Pizzolato deu início à fuga no dia 11 de setembro de 2013, e seria preso pelos carabinieri em Maranello, na Itália, quase cinco meses depois, em 5 de fevereiro de 2014, na casa de um sobrinho que trabalha para a Ferrari, após uma série de desencontros entre as forças de segurança brasileira e italiana — provavelmente motivados pela negativa do Estado brasileiro de extraditar o terrorista ou militante, a depender do matiz ideológico, Cesare Battisti, em 2010. Segundo a autora do livro, o caso Pizzolato acabou resolvido nas 24 horas seguintes a uma reunião entre as polícias dos dois países, na qual todos enfim perceberam que o tal Celso Pizzolato, que já vinha sendo monitorado desde que se instalara na pacata Porto Venere com a mulher e um chamativo Fiat Punto vermelho emplacado na Espanha, era na verdade o fugitivo procurado pela Interpol.

Para contar essa história, escrita de forma leve e de fácil leitura, Fernanda Odilla recupera a vida do fugitivo desde a infância na pequena Concórdia, em Santa Catarina, onde seu avô Vittorio Pizzolato, um ex-combatente italiano da Primeira Guerra Mundial ferido em combate e condecorado, se instalou na década de 1930 em busca de trabalho.

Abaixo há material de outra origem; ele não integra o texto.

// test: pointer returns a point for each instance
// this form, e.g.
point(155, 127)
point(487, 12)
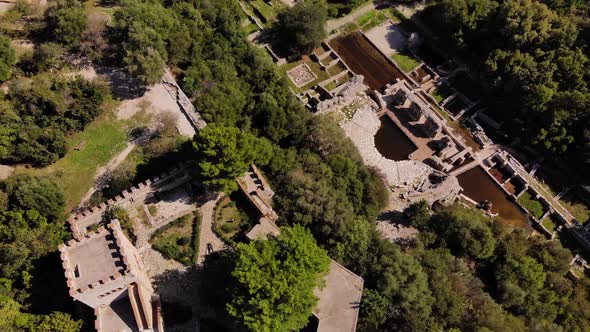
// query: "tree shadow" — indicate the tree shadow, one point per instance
point(123, 85)
point(49, 292)
point(179, 296)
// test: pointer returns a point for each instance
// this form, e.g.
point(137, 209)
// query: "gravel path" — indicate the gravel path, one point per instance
point(207, 235)
point(337, 23)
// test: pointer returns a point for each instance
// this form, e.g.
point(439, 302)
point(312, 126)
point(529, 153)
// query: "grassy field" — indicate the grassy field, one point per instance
point(532, 205)
point(264, 11)
point(104, 138)
point(549, 223)
point(179, 240)
point(406, 62)
point(371, 19)
point(576, 207)
point(234, 215)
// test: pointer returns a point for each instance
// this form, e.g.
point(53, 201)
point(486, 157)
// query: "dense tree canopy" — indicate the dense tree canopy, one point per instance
point(535, 63)
point(303, 27)
point(67, 21)
point(37, 114)
point(7, 58)
point(226, 153)
point(275, 281)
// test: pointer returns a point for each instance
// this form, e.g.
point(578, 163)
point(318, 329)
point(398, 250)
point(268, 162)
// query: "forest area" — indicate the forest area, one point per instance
point(532, 57)
point(463, 272)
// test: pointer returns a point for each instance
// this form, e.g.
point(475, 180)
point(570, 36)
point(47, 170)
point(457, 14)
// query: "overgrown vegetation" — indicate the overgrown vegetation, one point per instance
point(531, 204)
point(179, 240)
point(534, 62)
point(407, 63)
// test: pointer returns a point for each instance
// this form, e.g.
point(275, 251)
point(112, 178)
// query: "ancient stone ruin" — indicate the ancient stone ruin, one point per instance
point(104, 271)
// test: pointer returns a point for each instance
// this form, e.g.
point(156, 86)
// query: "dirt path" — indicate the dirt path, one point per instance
point(113, 163)
point(5, 171)
point(337, 23)
point(206, 234)
point(366, 60)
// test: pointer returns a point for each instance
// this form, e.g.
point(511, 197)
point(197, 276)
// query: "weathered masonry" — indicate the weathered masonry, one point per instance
point(104, 271)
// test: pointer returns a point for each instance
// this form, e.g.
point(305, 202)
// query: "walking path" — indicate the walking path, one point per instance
point(206, 234)
point(337, 23)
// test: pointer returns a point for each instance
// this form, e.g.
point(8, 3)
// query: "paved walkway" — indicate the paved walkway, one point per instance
point(337, 23)
point(206, 234)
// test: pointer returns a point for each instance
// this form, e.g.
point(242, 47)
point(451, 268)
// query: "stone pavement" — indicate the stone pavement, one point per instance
point(362, 129)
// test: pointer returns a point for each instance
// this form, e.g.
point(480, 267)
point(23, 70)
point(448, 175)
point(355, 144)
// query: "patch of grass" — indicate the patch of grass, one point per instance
point(267, 13)
point(250, 28)
point(336, 69)
point(227, 218)
point(234, 216)
point(105, 137)
point(437, 96)
point(350, 110)
point(179, 240)
point(325, 61)
point(406, 62)
point(549, 223)
point(371, 19)
point(348, 28)
point(391, 14)
point(576, 206)
point(532, 205)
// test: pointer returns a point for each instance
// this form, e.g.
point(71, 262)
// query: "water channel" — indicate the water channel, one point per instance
point(479, 186)
point(391, 142)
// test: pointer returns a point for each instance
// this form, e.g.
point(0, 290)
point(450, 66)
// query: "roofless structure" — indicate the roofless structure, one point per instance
point(339, 300)
point(104, 271)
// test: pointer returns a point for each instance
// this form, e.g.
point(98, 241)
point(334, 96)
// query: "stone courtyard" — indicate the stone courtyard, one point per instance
point(410, 180)
point(301, 75)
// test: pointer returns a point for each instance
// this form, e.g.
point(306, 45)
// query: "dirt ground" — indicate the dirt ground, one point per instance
point(366, 60)
point(5, 171)
point(387, 37)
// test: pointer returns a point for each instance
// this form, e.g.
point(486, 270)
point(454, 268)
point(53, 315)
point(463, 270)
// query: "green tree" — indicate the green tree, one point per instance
point(225, 153)
point(48, 56)
point(418, 214)
point(304, 25)
point(375, 310)
point(400, 277)
point(7, 58)
point(275, 281)
point(35, 193)
point(68, 21)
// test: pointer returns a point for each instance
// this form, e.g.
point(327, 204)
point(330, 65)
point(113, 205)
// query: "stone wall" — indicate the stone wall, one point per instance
point(80, 221)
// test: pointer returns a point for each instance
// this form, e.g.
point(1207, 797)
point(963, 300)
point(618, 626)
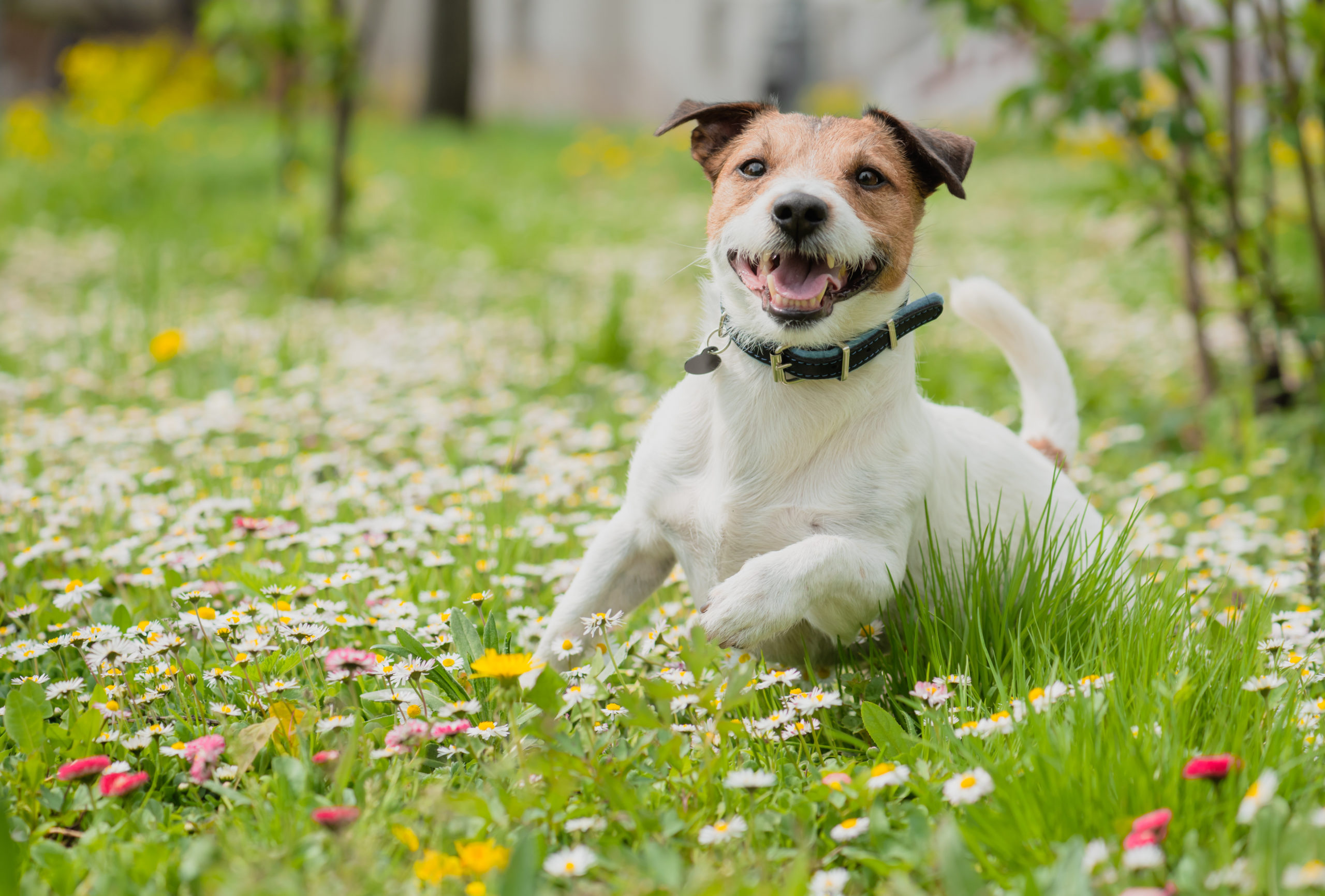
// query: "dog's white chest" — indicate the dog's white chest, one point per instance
point(729, 507)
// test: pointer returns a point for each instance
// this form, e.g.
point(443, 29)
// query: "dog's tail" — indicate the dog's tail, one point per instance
point(1049, 401)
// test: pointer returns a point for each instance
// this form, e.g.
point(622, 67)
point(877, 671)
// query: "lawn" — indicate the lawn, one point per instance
point(257, 546)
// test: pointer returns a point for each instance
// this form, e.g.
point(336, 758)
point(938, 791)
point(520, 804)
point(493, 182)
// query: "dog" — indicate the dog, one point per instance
point(796, 480)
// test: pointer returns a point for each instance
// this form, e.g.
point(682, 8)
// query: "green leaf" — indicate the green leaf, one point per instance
point(11, 853)
point(413, 645)
point(547, 693)
point(249, 741)
point(846, 739)
point(526, 859)
point(228, 793)
point(122, 619)
point(25, 712)
point(467, 636)
point(84, 729)
point(884, 729)
point(448, 684)
point(956, 866)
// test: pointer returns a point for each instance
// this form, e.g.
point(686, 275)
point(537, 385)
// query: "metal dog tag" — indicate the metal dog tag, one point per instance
point(706, 362)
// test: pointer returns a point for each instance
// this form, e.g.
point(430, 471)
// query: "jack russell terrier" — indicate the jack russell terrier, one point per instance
point(798, 477)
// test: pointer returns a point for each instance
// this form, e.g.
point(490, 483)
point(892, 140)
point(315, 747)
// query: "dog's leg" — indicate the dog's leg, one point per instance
point(627, 562)
point(834, 583)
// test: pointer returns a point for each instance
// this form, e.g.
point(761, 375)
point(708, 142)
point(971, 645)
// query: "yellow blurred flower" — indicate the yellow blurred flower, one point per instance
point(1282, 153)
point(835, 98)
point(481, 857)
point(597, 148)
point(166, 345)
point(493, 665)
point(25, 130)
point(406, 835)
point(145, 82)
point(435, 866)
point(1156, 145)
point(1095, 141)
point(1157, 93)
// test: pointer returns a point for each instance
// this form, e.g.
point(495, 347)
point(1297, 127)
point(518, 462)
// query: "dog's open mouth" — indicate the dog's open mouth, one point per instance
point(793, 286)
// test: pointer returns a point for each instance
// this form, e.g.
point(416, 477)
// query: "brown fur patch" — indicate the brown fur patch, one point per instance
point(834, 150)
point(1050, 451)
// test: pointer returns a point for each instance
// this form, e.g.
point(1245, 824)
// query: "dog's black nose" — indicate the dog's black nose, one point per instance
point(799, 215)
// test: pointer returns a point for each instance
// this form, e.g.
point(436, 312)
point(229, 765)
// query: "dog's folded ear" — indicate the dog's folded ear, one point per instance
point(716, 125)
point(936, 157)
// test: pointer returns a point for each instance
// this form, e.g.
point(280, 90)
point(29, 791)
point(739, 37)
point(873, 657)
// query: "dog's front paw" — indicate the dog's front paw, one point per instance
point(750, 608)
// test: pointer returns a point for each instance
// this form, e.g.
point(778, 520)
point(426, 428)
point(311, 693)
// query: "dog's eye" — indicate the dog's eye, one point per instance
point(868, 178)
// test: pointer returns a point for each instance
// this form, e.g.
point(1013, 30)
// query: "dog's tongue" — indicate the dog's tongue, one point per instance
point(801, 278)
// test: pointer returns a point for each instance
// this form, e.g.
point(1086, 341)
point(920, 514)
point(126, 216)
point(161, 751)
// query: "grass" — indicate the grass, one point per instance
point(458, 423)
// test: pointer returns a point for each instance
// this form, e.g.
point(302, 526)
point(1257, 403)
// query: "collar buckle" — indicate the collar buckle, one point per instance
point(779, 370)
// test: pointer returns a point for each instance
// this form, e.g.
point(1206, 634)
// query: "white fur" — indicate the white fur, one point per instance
point(1049, 400)
point(796, 509)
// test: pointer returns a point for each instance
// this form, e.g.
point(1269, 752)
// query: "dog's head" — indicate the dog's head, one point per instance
point(812, 212)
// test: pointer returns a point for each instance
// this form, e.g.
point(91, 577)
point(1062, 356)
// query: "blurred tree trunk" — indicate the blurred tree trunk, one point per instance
point(289, 77)
point(450, 60)
point(350, 47)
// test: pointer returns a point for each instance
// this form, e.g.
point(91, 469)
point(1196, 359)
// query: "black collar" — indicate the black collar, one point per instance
point(835, 362)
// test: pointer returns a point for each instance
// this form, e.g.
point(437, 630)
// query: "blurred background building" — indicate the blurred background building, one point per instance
point(606, 58)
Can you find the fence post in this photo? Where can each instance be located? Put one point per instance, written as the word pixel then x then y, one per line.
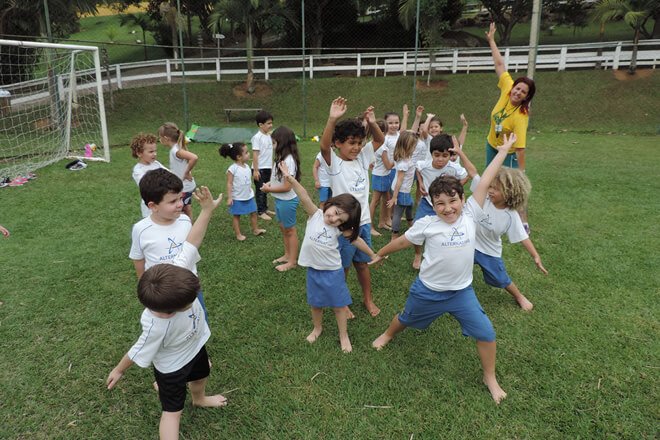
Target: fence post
pixel 266 68
pixel 562 59
pixel 617 56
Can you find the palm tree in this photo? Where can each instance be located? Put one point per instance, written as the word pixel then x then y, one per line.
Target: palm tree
pixel 141 20
pixel 636 13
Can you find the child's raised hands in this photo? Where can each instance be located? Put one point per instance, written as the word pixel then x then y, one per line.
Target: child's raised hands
pixel 338 107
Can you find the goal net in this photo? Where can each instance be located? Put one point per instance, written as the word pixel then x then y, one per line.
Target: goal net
pixel 51 106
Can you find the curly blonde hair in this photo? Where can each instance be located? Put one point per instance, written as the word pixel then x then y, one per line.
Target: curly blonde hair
pixel 514 186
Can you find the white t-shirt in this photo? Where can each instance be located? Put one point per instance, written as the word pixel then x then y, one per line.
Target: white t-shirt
pixel 139 170
pixel 352 177
pixel 170 343
pixel 448 248
pixel 429 174
pixel 275 181
pixel 496 223
pixel 405 165
pixel 322 172
pixel 242 187
pixel 262 143
pixel 178 167
pixel 159 244
pixel 320 248
pixel 379 166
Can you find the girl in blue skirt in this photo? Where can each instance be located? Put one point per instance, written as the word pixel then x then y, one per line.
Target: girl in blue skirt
pixel 240 196
pixel 326 281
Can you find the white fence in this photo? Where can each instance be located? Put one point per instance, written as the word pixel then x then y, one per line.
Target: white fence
pixel 610 55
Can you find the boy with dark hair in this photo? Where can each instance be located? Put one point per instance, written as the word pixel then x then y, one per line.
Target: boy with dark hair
pixel 174 329
pixel 348 170
pixel 444 284
pixel 262 162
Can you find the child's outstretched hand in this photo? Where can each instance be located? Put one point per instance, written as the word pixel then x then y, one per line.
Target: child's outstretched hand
pixel 205 199
pixel 338 108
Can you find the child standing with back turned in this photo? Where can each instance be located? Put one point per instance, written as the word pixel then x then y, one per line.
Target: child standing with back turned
pixel 240 196
pixel 444 284
pixel 182 161
pixel 349 173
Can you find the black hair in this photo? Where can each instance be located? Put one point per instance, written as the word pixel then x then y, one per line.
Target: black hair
pixel 350 205
pixel 445 184
pixel 166 288
pixel 441 142
pixel 232 150
pixel 285 145
pixel 262 117
pixel 155 184
pixel 351 127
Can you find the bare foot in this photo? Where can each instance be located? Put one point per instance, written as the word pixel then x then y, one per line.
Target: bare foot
pixel 314 335
pixel 496 391
pixel 286 266
pixel 524 303
pixel 372 308
pixel 346 346
pixel 381 341
pixel 211 401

Sem pretender transformar o personagem do livro “em herói ou vilão”, a autora diz que tentou ser justa com o ex-diretor do Banco do Brasil, que hoje, após ver o processo de extradição solicitado pelo Brasil ser negado pela Justiça italiana, desfruta de relativa liberdade, apesar de ter somado alguns crimes desde sua condenação pelo mensalão. Processado na Itália por falsidade ideológica e investigado no Brasil, junto com a mulher, por remessa ilegal de divisas para o exterior e lavagem de dinheiro, o homem mais procurado do verão brasileiro de 2013/2014 seguirá livre enquanto e lentidão da Justiça permitir. Até uma nova condenação, sua única restrição é fazer justamente o que pretendia quando fugiu do Brasil em busca de um novo julgamento: Pizzolato não pode deixar o território italiano.